Ebu Talib, bunun üzerine onları aramaya çıktı. Onları bir vadide namaz kılarlarken buldu.
- Ey kardeşimin oğlu! Edindiğini gördüğüm bu din de nedir?
- Ey amca! Bu Allah’ın dinidir. Babamız İbrahim’in dinidir ki beni bununla peygamber olarak gönderdi. Bu yoldaki davetimi kabul etmeye ve bu hususta bana yardımcı olmaya sen herkesten daha layıksın!
Onu, Allah’ın birliğine inanmaya, putlara tapmaktan vaz geçmeye davet etti.
Ebu Talib Onu dinledi:
- Vallahi yaptığınız ve söyledikleriniz şeylerde bir sakınca yoktur. Ama ben, atalarımın dininden ayrılmaya güç yetiremeyeceğim. Sen gönderildiğin şey üzerinde dur. Ben sağ oldukça, Sana hoşlanmayacağın bir şey erişmeyecektir.
Sonra oğlu Ali’ye döndü:
- Ey oğulcuğum! Üzerinde bulunduğun bu din nedir?
- Babacığım! Ben Allah’a ve peygamberine inandım, getirdiklerini tasdik ettim ve kendisine tabi oldum.
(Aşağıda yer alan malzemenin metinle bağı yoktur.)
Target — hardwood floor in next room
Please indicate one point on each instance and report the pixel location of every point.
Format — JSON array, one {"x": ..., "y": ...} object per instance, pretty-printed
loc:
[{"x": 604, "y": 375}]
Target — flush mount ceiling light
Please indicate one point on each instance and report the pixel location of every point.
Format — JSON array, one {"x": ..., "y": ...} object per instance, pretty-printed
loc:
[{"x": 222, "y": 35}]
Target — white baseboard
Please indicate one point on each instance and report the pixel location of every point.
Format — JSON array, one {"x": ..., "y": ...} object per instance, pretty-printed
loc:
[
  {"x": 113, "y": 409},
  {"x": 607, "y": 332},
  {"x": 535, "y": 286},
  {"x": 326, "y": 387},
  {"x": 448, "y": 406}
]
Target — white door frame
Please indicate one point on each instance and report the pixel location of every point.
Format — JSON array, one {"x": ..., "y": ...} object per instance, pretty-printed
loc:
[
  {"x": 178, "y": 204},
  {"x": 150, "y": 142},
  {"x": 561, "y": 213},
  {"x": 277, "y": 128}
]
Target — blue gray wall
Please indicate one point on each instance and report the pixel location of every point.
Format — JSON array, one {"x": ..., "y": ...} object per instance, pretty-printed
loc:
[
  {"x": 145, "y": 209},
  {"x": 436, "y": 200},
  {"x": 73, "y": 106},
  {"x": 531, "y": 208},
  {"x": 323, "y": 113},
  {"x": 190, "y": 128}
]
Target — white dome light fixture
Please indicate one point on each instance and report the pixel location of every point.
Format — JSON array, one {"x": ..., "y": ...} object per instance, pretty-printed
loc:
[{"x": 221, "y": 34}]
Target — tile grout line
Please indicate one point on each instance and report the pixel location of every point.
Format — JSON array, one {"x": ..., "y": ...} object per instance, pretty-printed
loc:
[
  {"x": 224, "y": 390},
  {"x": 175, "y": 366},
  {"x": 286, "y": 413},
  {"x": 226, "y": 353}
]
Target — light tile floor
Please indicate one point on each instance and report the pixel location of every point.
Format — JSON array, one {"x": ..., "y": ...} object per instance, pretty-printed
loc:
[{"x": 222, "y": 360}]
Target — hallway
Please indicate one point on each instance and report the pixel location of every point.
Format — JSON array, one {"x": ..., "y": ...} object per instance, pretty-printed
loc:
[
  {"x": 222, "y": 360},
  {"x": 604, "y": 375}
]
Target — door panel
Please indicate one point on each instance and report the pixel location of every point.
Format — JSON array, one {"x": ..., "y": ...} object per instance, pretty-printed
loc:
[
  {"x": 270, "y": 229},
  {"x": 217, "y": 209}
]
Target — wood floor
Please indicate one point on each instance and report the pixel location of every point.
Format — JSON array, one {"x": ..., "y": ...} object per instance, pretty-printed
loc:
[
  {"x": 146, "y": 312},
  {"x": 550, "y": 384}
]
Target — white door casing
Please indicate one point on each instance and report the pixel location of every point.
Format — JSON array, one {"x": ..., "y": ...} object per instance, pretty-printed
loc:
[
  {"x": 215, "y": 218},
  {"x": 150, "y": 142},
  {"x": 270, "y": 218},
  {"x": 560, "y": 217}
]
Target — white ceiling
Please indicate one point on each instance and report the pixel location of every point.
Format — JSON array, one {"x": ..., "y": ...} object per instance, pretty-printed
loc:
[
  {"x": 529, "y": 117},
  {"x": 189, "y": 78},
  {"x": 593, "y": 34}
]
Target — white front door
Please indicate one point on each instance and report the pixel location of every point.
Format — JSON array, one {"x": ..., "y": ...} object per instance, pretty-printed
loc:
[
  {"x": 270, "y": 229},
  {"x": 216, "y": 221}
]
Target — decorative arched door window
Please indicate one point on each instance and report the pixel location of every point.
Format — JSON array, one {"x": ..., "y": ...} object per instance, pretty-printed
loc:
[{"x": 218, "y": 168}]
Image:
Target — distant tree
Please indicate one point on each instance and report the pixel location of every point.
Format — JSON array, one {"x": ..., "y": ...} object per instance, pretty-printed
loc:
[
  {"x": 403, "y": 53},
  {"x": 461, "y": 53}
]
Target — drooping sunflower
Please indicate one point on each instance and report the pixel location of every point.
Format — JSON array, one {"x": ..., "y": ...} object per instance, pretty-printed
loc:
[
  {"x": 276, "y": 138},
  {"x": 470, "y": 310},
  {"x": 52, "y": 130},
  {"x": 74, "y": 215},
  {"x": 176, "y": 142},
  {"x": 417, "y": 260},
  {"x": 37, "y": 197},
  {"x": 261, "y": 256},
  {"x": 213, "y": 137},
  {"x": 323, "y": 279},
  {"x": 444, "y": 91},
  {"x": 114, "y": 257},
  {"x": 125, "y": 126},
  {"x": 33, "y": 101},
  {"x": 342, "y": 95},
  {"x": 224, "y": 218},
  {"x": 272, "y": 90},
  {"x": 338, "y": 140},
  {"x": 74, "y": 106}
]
- Oğulcuğum! Amcanın oğlunun girmiş olduğu şeye, senin de girmiş olman yaraşırdı. O seni ancak iyiliğe davet eder.
Ebu Talib’in sözleri Hz.Peygamberi çok sevindirdi. Ebu Talib, dönüp eve geldi. Hanımı Fatma hatun:
- Oğlun nerede?
- Ne yapacaksın onu?
- Onu Muhammed’le ibadet ederken gördüğünü haber verdiler. Sen oğlunun dinini değiştirmesini uygun görüyor musun?
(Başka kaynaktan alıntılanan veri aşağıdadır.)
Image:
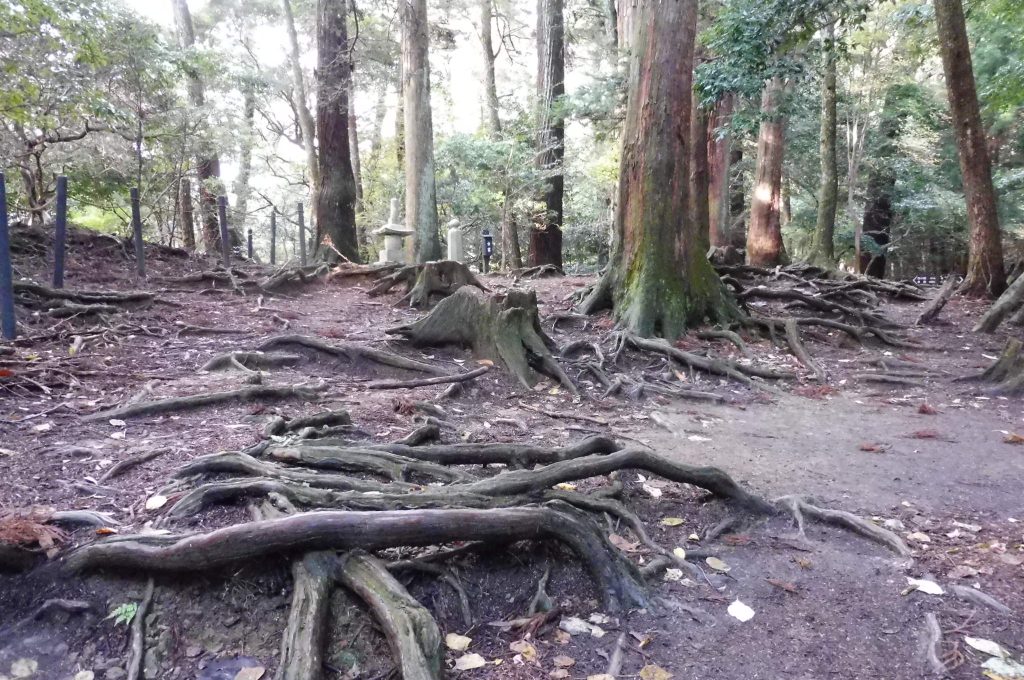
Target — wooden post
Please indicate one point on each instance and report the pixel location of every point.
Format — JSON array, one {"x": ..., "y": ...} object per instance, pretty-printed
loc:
[
  {"x": 302, "y": 238},
  {"x": 225, "y": 239},
  {"x": 6, "y": 278},
  {"x": 136, "y": 225},
  {"x": 273, "y": 236},
  {"x": 60, "y": 234}
]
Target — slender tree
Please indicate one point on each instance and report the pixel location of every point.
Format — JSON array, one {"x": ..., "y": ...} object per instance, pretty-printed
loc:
[
  {"x": 658, "y": 281},
  {"x": 335, "y": 201},
  {"x": 421, "y": 194},
  {"x": 985, "y": 273},
  {"x": 823, "y": 253},
  {"x": 764, "y": 238},
  {"x": 546, "y": 239}
]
- Sus! Sen onu kendi haline bırak! Amcasının oğluna yardımcı olması, elbette herkesten çok ona düşer! Eğer nefsim, babam Abdulmuttalib’in dinini bırakmak hususunda bana boyun eğmiş olsaydı, ben de muhakkak Muhammed’e tabi olurdum!
Fatma hatun sustu.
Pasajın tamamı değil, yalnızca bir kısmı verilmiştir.